All of these molecules have the same composition, but the first two have the same bond structure, while the third has a different bond structure. We can check that the MolGraph data structure knows this.

In [5]:
print(HONHNHO == ONHNHOH) #check that 1 and 2 are equal
print(HONHNHO == HONNHOH) #check that 1 and 3 are not equal

True
False


We can also test that MolGraph only analyzes molecular *topology*, i.e. bond structure, and does not care about the actual positions of atoms, lengths of bonds, or labels of nodes.

In [6]:
ONNO_0 = molecule.copy()
atom_labels = ONNO_0.nodes()
atom_0 = ONNO_0.node[atom_labels[0]]
print('Old location: {}'.format(atom_0['location']))
atom_0['location'][0] +=1
print('New location: {}'.format(atom_0['location']))
imolecule.draw(ONNO_0.to_dict(),format='json')
print('Equivalent to original? {}'.format(ONNO_0 == molecule))

Old location: [0.240315, 0.798261, -0.035857]
New location: [1.240315, 0.798261, -0.035857]


Equivalent to original? True


Clearly these molecules are different, but they have the same topology and are hence considered equivalent. This is a useful feature since it ignores minor differences in molecular structure, but it can also be dangerous if you do not understand its limitations.

Finally, let's make sure that MolGraph doesn't care about node labels.

In [7]:
import networkx as nx
int_molecule = nx.relabel.convert_node_labels_to_integers(molecule)
print('Original Nodes: {}'.format(molecule.nodes()))
print('Integer Nodes: {}'.format(int_molecule.nodes()))
print('Are the equivalent? {}'.format(molecule == int_molecule))
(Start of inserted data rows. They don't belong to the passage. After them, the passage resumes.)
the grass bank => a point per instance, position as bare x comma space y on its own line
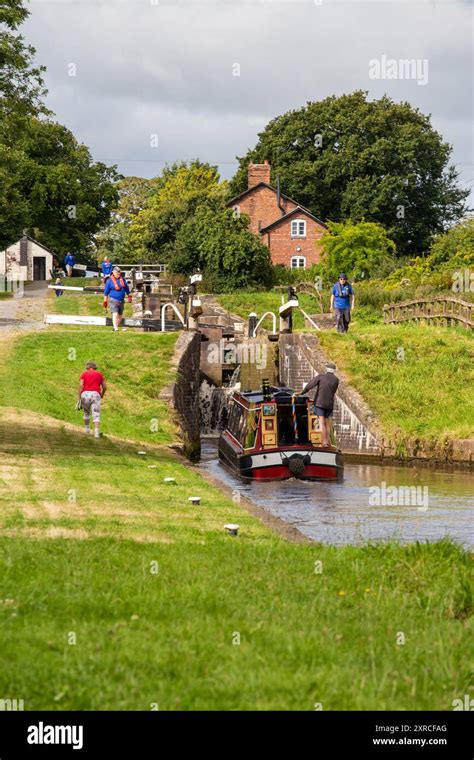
46, 366
418, 380
116, 593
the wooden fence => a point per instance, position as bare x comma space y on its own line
440, 310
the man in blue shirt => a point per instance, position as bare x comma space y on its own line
341, 302
116, 288
69, 263
107, 268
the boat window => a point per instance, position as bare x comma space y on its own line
252, 426
286, 427
237, 421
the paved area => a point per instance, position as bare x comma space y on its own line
26, 311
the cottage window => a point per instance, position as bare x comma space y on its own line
298, 228
298, 262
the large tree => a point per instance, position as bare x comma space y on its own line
350, 158
220, 244
176, 195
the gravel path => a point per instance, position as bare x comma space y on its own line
24, 312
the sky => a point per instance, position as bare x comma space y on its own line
147, 82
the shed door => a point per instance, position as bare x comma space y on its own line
39, 267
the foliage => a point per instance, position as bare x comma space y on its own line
176, 194
379, 161
221, 245
360, 250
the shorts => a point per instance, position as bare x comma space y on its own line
116, 306
321, 412
91, 405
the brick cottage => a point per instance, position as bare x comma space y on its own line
291, 232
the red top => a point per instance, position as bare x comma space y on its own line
92, 380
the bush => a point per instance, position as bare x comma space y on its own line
361, 250
221, 245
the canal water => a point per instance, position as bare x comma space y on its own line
371, 504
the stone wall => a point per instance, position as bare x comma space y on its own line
183, 394
300, 359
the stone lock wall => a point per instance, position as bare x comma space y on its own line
183, 395
301, 359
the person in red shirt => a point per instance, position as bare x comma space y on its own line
92, 387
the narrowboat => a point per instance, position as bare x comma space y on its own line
273, 434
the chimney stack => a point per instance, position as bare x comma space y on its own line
258, 173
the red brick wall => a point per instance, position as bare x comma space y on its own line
283, 246
261, 206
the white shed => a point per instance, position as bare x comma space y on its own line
26, 260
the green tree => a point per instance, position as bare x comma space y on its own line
360, 250
177, 193
223, 248
114, 239
65, 196
350, 158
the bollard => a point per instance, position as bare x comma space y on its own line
252, 323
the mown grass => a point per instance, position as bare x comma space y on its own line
116, 593
77, 303
41, 372
171, 639
417, 379
165, 608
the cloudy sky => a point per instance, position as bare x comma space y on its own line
205, 76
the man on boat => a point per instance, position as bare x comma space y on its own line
106, 269
323, 388
116, 288
341, 295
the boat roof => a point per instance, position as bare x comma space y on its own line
280, 394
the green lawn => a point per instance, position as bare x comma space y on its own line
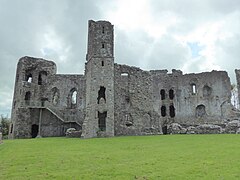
142, 157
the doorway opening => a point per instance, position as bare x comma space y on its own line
34, 130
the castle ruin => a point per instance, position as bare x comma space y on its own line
111, 99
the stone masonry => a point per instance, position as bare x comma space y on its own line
113, 100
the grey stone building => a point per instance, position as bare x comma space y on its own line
113, 100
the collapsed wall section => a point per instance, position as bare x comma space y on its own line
133, 108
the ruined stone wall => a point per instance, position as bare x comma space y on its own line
237, 72
99, 73
148, 102
43, 100
30, 83
197, 98
1, 141
60, 93
134, 113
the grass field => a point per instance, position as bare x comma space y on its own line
145, 157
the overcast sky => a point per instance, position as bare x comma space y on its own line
191, 35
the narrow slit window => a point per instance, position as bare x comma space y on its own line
103, 29
102, 121
163, 111
171, 94
74, 97
162, 93
29, 78
172, 111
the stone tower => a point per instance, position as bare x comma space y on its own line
30, 85
99, 73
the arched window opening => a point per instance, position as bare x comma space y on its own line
102, 121
164, 129
29, 78
103, 29
124, 74
34, 132
162, 93
11, 130
200, 111
172, 111
27, 98
171, 94
163, 111
55, 96
101, 94
74, 97
207, 91
194, 89
42, 77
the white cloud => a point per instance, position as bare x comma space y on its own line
151, 34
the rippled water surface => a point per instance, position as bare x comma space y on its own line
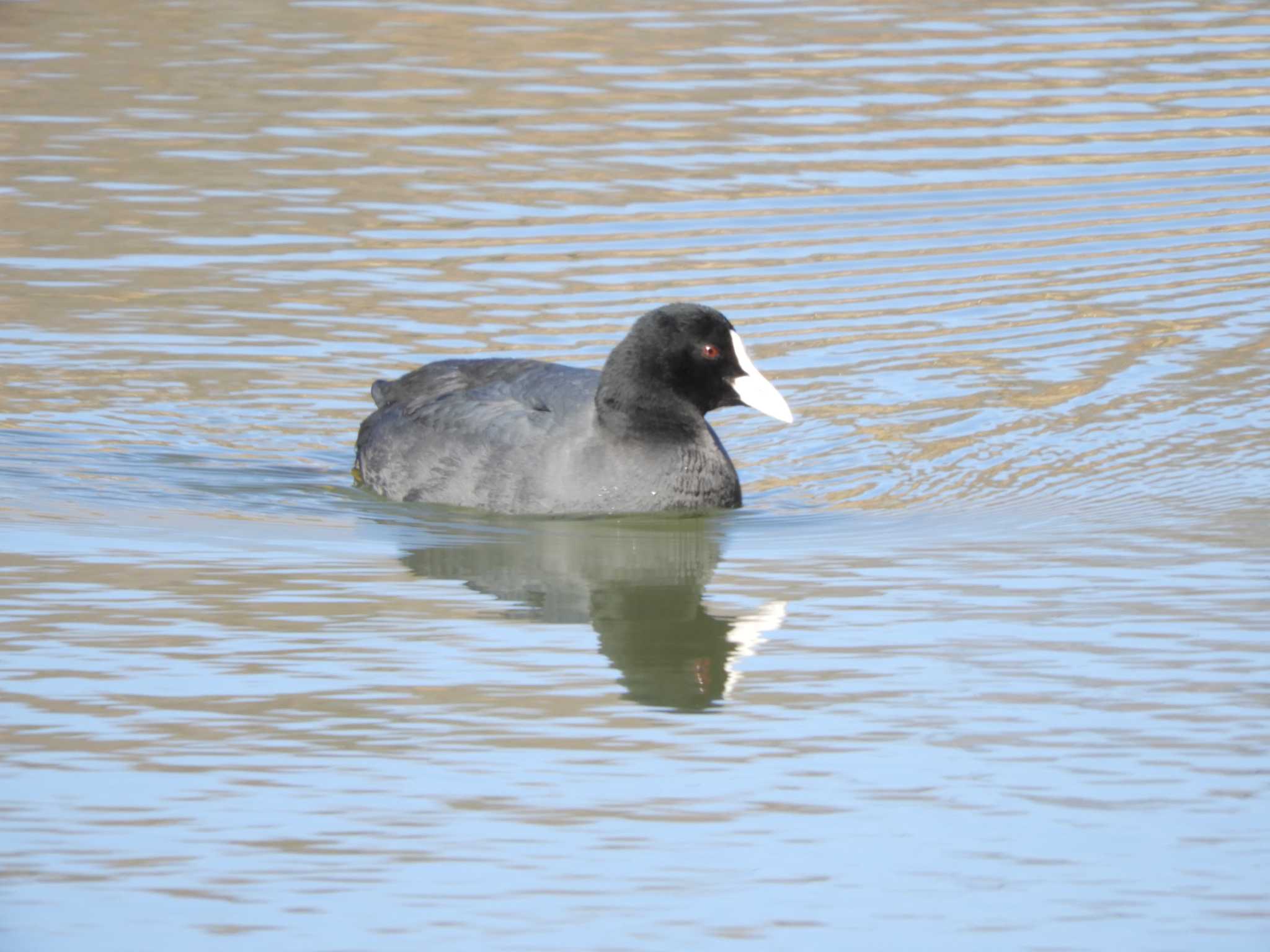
984, 664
Original Nodes: ['N[0.240315, 0.798261, -0.035857]', 'N[-0.244389, -0.517724, 0.134226]', 'H[0.043011, -1.085406, -0.669302]', 'O[1.677716, 0.806578, 0.117112]', 'H[-0.06081, 1.410616, 0.734186]', 'H[1.949494, 0.45727, -0.754832]', 'O[-1.685265, -0.53594, -0.016613]', 'H[-1.920072, -1.333654, 0.491081]']
Integer Nodes: [0, 1, 2, 3, 4, 5, 6, 7]
Are the equivalent? True


So clearly node labels do not matter. However, it is worth noting that if you try to add multiple nodes with the same label to the same MolGraph then they will overwrite. This can also be very dangerous.